The present day youth must often mediate between the conventional idea of life roles and the unprecedented circumstances of contemplating life. In addition to prevailing an understanding of what is read, rigid attitudes may seriously impair the reader’s judgement even of what s/he has understood. Sufficient flexibility is needed to free oneself from the stock perspective when it prevents a response more appropriate to the situation.
Present day Psychology is divesting a great deal of attention to attempting to discover significant forces that contribute to molding the personality. Anthropology has contributed another broader framework to place Psychology within. Anthropology shows us how closely personality and behavior are related to the whole framework of culture.

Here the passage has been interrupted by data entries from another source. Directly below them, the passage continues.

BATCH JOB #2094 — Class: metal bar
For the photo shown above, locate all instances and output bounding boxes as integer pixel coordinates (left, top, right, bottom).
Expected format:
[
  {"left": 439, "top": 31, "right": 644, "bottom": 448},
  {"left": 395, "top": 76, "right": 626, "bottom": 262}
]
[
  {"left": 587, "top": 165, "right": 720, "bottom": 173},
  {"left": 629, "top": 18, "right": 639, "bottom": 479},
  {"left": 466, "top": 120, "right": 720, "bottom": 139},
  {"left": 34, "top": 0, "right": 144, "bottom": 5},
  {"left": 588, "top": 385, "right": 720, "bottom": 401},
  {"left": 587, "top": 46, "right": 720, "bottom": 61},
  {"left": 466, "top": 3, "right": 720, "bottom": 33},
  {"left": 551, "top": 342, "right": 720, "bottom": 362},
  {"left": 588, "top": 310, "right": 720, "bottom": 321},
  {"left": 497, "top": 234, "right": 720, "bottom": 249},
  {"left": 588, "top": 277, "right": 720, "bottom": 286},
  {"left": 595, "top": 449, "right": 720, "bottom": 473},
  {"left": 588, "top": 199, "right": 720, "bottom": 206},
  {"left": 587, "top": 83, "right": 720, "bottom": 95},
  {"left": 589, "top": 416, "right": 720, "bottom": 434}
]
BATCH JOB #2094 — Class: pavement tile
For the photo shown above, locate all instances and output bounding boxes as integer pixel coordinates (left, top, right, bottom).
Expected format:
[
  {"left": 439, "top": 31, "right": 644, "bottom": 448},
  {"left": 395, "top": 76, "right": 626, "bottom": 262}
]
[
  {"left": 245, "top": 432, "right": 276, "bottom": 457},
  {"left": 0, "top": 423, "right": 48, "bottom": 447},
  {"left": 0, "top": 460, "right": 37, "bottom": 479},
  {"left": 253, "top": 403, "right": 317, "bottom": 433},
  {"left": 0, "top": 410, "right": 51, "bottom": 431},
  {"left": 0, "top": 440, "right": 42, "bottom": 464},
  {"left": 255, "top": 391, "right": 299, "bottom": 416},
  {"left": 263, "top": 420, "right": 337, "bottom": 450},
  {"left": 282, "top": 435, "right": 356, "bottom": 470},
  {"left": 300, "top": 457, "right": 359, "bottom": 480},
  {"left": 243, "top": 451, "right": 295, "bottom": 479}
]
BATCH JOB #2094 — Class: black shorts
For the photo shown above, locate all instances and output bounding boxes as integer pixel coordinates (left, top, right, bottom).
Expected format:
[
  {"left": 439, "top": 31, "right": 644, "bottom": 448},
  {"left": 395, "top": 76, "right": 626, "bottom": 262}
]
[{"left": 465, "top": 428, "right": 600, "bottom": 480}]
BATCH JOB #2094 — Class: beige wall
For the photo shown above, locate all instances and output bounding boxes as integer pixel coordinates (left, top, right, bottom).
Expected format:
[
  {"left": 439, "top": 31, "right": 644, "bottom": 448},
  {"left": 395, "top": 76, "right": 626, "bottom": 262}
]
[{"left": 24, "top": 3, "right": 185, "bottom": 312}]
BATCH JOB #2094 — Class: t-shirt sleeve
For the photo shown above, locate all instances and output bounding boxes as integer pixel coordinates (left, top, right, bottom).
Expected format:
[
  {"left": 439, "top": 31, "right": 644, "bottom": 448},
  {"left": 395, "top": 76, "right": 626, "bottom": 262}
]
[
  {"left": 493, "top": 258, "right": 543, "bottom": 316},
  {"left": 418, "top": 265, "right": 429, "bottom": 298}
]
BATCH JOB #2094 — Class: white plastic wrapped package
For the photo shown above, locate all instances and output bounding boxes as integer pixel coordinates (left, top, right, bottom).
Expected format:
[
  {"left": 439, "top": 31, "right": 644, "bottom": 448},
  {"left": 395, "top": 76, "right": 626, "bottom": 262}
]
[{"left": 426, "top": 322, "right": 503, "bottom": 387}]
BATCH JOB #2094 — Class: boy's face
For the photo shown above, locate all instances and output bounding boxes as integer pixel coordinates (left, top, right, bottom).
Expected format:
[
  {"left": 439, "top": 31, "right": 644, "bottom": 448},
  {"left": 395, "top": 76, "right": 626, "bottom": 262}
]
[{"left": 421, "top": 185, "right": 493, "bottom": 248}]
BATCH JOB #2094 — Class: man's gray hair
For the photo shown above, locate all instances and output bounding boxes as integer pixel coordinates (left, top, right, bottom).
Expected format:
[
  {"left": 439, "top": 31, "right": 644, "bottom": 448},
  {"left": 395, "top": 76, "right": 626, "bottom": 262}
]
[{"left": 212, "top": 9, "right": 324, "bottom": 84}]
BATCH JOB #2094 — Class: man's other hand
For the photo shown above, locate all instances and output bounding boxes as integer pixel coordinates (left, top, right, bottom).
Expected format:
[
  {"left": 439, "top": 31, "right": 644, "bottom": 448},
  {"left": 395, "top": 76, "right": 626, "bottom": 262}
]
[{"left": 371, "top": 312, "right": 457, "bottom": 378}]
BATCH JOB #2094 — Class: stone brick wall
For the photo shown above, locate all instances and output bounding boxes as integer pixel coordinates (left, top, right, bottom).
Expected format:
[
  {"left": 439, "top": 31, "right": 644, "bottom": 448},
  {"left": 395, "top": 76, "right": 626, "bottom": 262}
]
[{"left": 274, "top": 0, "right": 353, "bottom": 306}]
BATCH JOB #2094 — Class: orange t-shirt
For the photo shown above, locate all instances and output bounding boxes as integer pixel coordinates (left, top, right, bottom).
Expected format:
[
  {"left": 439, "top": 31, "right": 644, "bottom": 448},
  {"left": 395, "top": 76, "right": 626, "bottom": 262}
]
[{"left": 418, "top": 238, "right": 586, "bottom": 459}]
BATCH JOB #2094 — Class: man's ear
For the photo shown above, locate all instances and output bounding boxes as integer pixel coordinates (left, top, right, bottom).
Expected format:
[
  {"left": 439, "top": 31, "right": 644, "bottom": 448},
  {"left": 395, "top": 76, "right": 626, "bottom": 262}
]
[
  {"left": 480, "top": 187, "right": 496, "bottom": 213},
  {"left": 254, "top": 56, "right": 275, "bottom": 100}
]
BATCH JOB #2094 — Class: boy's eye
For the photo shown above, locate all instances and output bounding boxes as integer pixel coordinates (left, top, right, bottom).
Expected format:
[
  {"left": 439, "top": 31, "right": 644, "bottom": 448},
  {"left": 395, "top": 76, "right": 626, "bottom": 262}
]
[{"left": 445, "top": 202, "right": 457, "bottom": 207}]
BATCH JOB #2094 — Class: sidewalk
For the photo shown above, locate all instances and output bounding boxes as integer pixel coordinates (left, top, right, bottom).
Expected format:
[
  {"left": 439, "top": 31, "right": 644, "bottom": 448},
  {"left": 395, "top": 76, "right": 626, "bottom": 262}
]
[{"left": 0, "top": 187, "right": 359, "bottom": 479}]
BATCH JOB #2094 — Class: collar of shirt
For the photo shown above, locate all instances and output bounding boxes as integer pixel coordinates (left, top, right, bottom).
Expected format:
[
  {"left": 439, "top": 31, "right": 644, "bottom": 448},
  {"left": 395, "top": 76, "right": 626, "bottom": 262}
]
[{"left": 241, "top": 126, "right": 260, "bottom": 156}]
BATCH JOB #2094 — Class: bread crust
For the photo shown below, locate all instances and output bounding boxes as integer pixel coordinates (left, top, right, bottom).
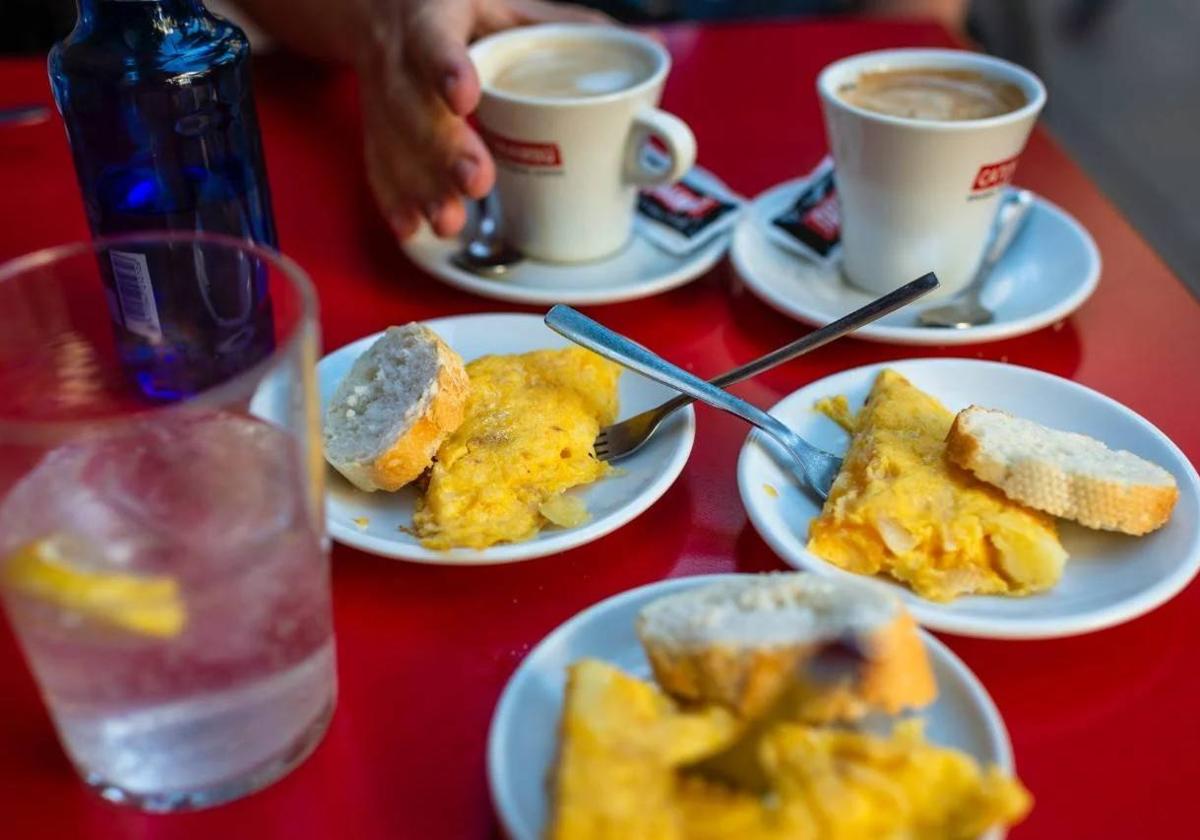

The more conscious the individual is of the nature of the cultural forces with which he is transacting, the more intelligently can s/he modify their power and direction. Prolonged contact with literature may result in increased social sensitivity. Someone one said, “The fool learns only through experience. The wise man anticipates experience. Literary experiences may at least militate against the growth of neurotic tendencies. Frequently literature is the means by which the youth discovers that his inner life reflects a common experience of others in his or her society.
The dominion of others might be sought, not through physical violence, but rather through the possession of superior knowledge and even the ability to help others, as through the knowledge of medicine.
Teachers and students need to challenge themselves to push the limits of their vocabulary and read all kinds of literature—old and new. However, those teachers who try to crowd everything the students “ought” to learn into only their school years assumes that their students will never read anything again once they get out of school. People who read for themselves will come to read the classics at some point—a point where that book is of particular importance to them.
The will to learn has been said, rests on a state of dissatisfaction with present knowledge. The interchange of ideas in class discussions can lead the student to dissatisfaction with his or her present knowledge about human relations, since the lack of information limits his ability to either participate in the experience offered by the book or to fit the experience into some relational structure of ideas. The reading of literature, therefore, might be made ad means of arousing the will to learn. Literature offers not merely information, but experience.
Literature is not a photographic mirroring of life, but the result of a particular socially patterned personality employing a particular socially fostered mode of communication. Much of what is considered purely literary criticism involves definitions of the special temperamental attitudes of the author, the precise emotional tone of his work, and its particular philosophical approach. All this is essential to appreciate the literary merits of an author’s work.
The Literary Experience has been shown to reside in the synthesis of what the reader already knows and feels and desires with what the literary text offers—the patterned verbal signs through which the author has sought to communicate sensations, emotions and ideas, the sense of life.